I witnessed Motorpsycho deliver an awe-inspiring concert only two days before, but they would be quickly forgotten as Crippled Black Phoenix burned through one of the best concerts I’d ever seen. The British band, led by Justin Greaves (formerly of Electric Wizard and Iron Monkey), has become one of the premier European prog rock bands today. Their recent record (Mankind) The Crafty Ape is the perfect fusion of Pink Floyd‘s epic scope and Led Zeppelin‘s hard-hitting groove.
Their setup on stage, with militant anarchist banners behind the drum kit reminded me of British sci-fi from the eighties; near-future visions of a totalitarian society. That fit well with the band’s aestethic, though. They’ve always been faithful to the underground and throughout the evening they reminded us of this with songs that remain strongly anti-establishment. OWS, indeed.

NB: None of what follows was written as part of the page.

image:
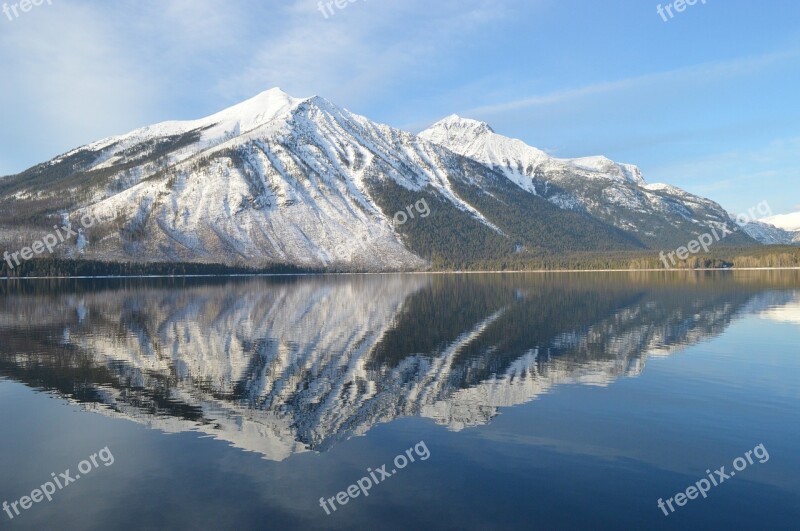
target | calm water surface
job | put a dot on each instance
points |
(541, 401)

The band entered the small stage to the sampled sound of a girl choir. The seven-man strong band quickly shed this angelic feel as they launched into the robotic intro from their latest record; “Nothing (We Are)”. They let of a strong sense of communal spirit, even though Justin Greaves is the band’s sole remaining founding member. The band were in a good mood, and mocked their own petty errors with ease; a faulty pedal and mic stand turned into “we bring demons to the proceedings”, while the Journey song “Of A Lifetime” was introduced as a song “from back when they still were a good band”. Their mix of progressive/post rock, the anti-establishment topics and their outgoing mood gave me a feeling of seeing the good-humoured little brother of Godspeed You(!) Black Emperor and other bands from the Constellation roster.

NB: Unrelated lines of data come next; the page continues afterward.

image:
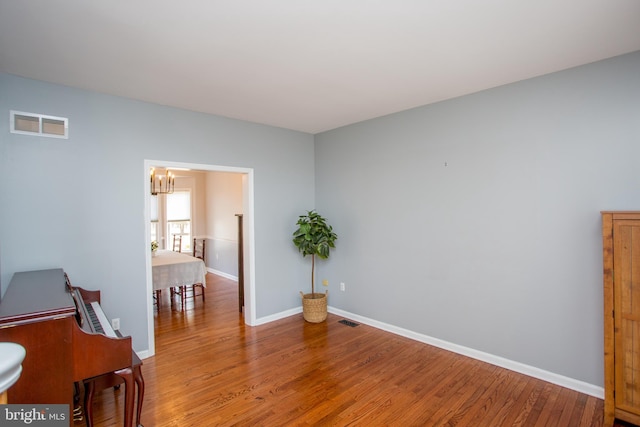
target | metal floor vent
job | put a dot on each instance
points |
(348, 323)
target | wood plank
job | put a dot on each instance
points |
(212, 370)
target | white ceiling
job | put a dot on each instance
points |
(301, 64)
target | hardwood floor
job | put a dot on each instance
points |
(212, 370)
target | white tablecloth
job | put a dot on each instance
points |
(176, 269)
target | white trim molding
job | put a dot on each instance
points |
(561, 380)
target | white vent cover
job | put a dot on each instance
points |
(39, 124)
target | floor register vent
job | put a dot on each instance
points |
(348, 323)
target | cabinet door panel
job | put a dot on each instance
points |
(626, 242)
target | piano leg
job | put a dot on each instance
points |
(89, 389)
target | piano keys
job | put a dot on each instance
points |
(52, 320)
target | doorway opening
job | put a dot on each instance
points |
(247, 273)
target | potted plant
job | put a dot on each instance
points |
(316, 238)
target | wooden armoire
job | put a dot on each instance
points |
(621, 256)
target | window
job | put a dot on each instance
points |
(179, 218)
(39, 124)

What blew me away was the crystal-clear-yet-heavier-than-thou sound. This blended with great mood lighting to set the stage for the band as they continued their run through (Mankind) The Crafty Ape with “The Heart Of Every Country” and “Get Down And Live With It”. Their darkened muscle rock enveloped the crowd in a tight grip and didn’t let go until over two hours later. The songs were securely fastened by the solid rhythm section which made it possible for Justin Greaves to let the Karl Dematas guitar shine. This night he was one of the definite highlights with dazzling fretwork and blistering solos that connected the band’s love for seventies progressive rock with more traditional hard rock and heavy metal.
But Crippled Black Phoenix is more than loud guitars; the band’s primary asset is atmosphere. It doesn’t matter if they rock like Deep Purple in ’72, or have a quiet, bluesy session that just as easily could have happened in a dark club in Birmingham in ’69—it’s easy to be transported back in time. The band shares vocal duties, but most songs are led by singer Joe Volk, who looks like a member of Scottish rock band Franz Ferdinand with a hoarse voice reminiscent of WASP‘s Blackie Lawless. Demata and Greaves’ fitting backing vocals give a little extra punch, while pianist Miriam Wolf adds sleek dimension. As their brilliant set drew to an end, Crippled Black Phoenix took it up a notch and launched into the transcendental duo of “Rise Up And Fight” and “Burnt Reynolds”, blazing a swathe of smiles as far as the eye could see, before their inevitable rebirth through ash.